Her key was in my door and then she was before us. Her face had a greasy shine. She was doing her best to keep a level voice. ‘That was my father on the phone. They let Gorringe out early. Three weeks ago. He’s been to Salisbury, to the house, talked his way past the housekeeper and got my address out of my father. He could be on his way here now.’

She lowered herself into the nearest kitchen chair. I too sat down.
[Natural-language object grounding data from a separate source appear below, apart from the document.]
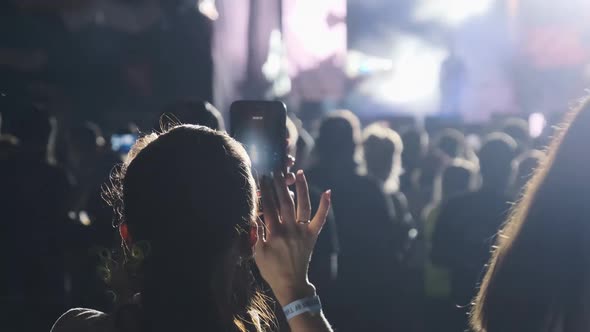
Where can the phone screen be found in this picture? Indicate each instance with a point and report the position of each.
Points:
(122, 143)
(261, 127)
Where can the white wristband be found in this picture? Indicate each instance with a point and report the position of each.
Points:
(308, 304)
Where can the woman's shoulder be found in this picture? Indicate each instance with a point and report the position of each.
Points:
(81, 319)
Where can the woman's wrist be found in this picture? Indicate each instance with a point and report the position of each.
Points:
(290, 293)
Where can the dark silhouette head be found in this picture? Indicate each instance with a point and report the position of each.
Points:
(524, 167)
(189, 202)
(459, 177)
(495, 161)
(8, 147)
(519, 130)
(193, 112)
(450, 142)
(34, 128)
(85, 141)
(538, 275)
(338, 140)
(415, 147)
(383, 148)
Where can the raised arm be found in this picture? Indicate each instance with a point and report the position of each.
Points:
(283, 255)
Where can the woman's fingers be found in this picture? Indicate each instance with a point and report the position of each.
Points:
(286, 204)
(319, 219)
(269, 207)
(303, 202)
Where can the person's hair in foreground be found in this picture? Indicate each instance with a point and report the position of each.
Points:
(192, 112)
(538, 274)
(175, 192)
(188, 208)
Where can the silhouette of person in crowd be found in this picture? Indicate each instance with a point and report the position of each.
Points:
(524, 167)
(467, 223)
(459, 177)
(368, 234)
(537, 277)
(33, 198)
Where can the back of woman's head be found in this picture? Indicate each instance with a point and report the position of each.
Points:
(339, 137)
(538, 274)
(188, 202)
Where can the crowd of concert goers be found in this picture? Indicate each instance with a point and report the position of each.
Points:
(414, 221)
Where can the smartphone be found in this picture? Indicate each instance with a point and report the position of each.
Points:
(261, 127)
(122, 143)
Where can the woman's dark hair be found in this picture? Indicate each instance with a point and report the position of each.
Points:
(538, 276)
(188, 202)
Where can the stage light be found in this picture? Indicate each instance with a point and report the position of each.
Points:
(450, 12)
(413, 84)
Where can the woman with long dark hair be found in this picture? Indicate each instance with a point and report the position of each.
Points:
(191, 233)
(538, 278)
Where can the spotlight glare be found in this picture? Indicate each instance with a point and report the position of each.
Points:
(451, 12)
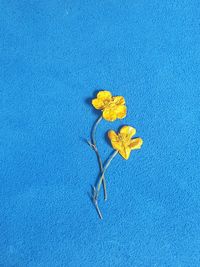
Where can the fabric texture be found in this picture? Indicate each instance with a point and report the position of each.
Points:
(55, 57)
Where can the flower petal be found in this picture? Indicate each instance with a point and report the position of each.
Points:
(128, 130)
(121, 111)
(119, 100)
(136, 143)
(125, 152)
(98, 103)
(109, 114)
(113, 136)
(104, 95)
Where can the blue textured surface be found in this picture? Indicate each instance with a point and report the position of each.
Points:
(54, 56)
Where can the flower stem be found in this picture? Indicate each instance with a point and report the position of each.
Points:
(94, 146)
(105, 168)
(96, 192)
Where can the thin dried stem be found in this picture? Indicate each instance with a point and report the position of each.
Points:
(96, 192)
(93, 145)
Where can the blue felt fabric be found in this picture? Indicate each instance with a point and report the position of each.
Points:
(54, 56)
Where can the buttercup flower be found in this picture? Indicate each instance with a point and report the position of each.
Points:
(112, 107)
(123, 142)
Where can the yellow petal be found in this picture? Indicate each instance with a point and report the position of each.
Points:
(121, 112)
(113, 136)
(119, 100)
(125, 152)
(104, 95)
(128, 130)
(109, 114)
(98, 103)
(136, 143)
Adam took in Miranda’s news and nodded. But he pressed on into our silence. ‘Nearly everything I’ve read in the world’s literature describes varieties of human failure – of understanding, of reason, of wisdom, of proper sympathies. Failures of cognition, honesty, kindness, self-awareness; superb depictions of murder, cruelty, greed, stupidity, self-delusion, above all, profound misunderstanding of others. Of course, goodness is on show too, and heroism, grace, wisdom, truth. Out of this rich tangle have come literary traditions, flourishing, like the wild flowers in Darwin’s famous hedgerow. Novels ripe with tension, concealment and violence as well as moments of love and perfect formal resolution. But when the marriage of men and women to machines is complete, this literature will be redundant because we’ll understand each other too well. We’ll inhabit a community of minds to which we have immediate access. Connectivity will be such that individual nodes of the subjective will merge into an ocean of thought, of which our Internet is the crude precursor. As we come to inhabit each other’s minds, we’ll be incapable of deceit. Our narratives will no longer record endless misunderstanding. Our literatures will lose their unwholesome nourishment. The lapidary haiku, the still, clear perception and celebration of things as they are, will be the only necessary form. I’m sure we’ll treasure the literature of the past, even as it horrifies us. We’ll look back and marvel at how well the people of long ago depicted their own shortcomings, how they wove brilliant, even optimistic fables out of their conflicts and monstrous inadequacies and mutual incomprehension.’